From CLS Blue Sky blog:
The Court’s ATP Tour decision created concern in some quarters that if the holding applied equally to Delaware stock corporations, it would deter potentially meritorious stockholder claims and also erode Delaware’s role as the leading arbiter of corporate jurisprudence in the United States. However, in the rush to address the concerns of the Delaware bar, it appears that the proposed legislative fix failed to even consider situations where fee-shifting provisions may be appropriate. Instead of invalidating all fee-shifting provisions included in stock corporations’ charters and bylaws, there might have been an attempt to evaluate the potential merit of a limited response to the ATP Tour decision, such as tailoring the amendments to include situations where, upon a balancing of the interests involved, fee-shifting provisions should be permitted. For example, should all intra-corporate suits be treated similarly (for example, claims involving a merger or acquisition compared to claims involving a private company internal conflict)?

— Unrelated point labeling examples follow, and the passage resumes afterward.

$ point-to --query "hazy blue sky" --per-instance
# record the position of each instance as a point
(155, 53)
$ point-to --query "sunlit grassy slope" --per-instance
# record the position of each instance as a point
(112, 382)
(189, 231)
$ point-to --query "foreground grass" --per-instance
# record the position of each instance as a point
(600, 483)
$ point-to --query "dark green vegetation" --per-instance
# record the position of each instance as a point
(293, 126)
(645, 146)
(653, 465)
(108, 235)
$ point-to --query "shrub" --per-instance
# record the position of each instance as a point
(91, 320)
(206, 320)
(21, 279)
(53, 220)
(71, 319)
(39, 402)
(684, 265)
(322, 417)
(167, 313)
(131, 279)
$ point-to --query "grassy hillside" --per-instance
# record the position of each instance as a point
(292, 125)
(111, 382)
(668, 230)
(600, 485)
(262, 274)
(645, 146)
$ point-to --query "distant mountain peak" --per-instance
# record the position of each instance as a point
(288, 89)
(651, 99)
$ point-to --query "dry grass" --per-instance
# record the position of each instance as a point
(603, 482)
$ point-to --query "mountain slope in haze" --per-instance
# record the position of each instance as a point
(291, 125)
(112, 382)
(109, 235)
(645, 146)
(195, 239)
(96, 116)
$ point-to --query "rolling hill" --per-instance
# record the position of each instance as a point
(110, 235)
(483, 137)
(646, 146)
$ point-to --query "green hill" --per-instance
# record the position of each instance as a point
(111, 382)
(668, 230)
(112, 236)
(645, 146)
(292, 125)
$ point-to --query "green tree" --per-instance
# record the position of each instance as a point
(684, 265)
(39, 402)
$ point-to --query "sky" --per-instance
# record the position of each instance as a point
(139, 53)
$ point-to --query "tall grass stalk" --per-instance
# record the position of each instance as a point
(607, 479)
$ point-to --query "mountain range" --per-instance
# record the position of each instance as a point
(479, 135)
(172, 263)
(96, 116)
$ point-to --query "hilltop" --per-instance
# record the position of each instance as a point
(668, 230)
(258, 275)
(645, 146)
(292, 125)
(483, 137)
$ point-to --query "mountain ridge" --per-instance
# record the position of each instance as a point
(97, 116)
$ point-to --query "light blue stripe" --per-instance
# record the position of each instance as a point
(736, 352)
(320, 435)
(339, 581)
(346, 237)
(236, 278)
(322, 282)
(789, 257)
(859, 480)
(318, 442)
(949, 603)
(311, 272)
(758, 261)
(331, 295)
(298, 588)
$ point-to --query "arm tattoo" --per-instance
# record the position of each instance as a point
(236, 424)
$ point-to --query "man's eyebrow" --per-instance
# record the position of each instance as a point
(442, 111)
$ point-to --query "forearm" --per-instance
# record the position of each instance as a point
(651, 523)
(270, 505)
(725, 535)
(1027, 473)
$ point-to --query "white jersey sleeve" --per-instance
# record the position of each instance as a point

Ultimately, it appears that an opportunity was lost to craft a solution to a well-established issue, the growing tide of intra-corporate stockholder litigation, that adequately balances the interests among: the corporations and the insurers that bear the cost of litigation and settlements for the suits settled on a “disclosure only” basis that result in little or no benefit to the stockholders whose interests are ostensibly being championed; the stockholders who truly have a legitimate grievance that would be effectively precluded from access to redress if fee-shifting bylaw and charter provisions were permitted; the State of Delaware to preserve its position as the dominant arbiter of corporate disputes; and other stakeholders, including the lawyers that derive their living from stockholder suits.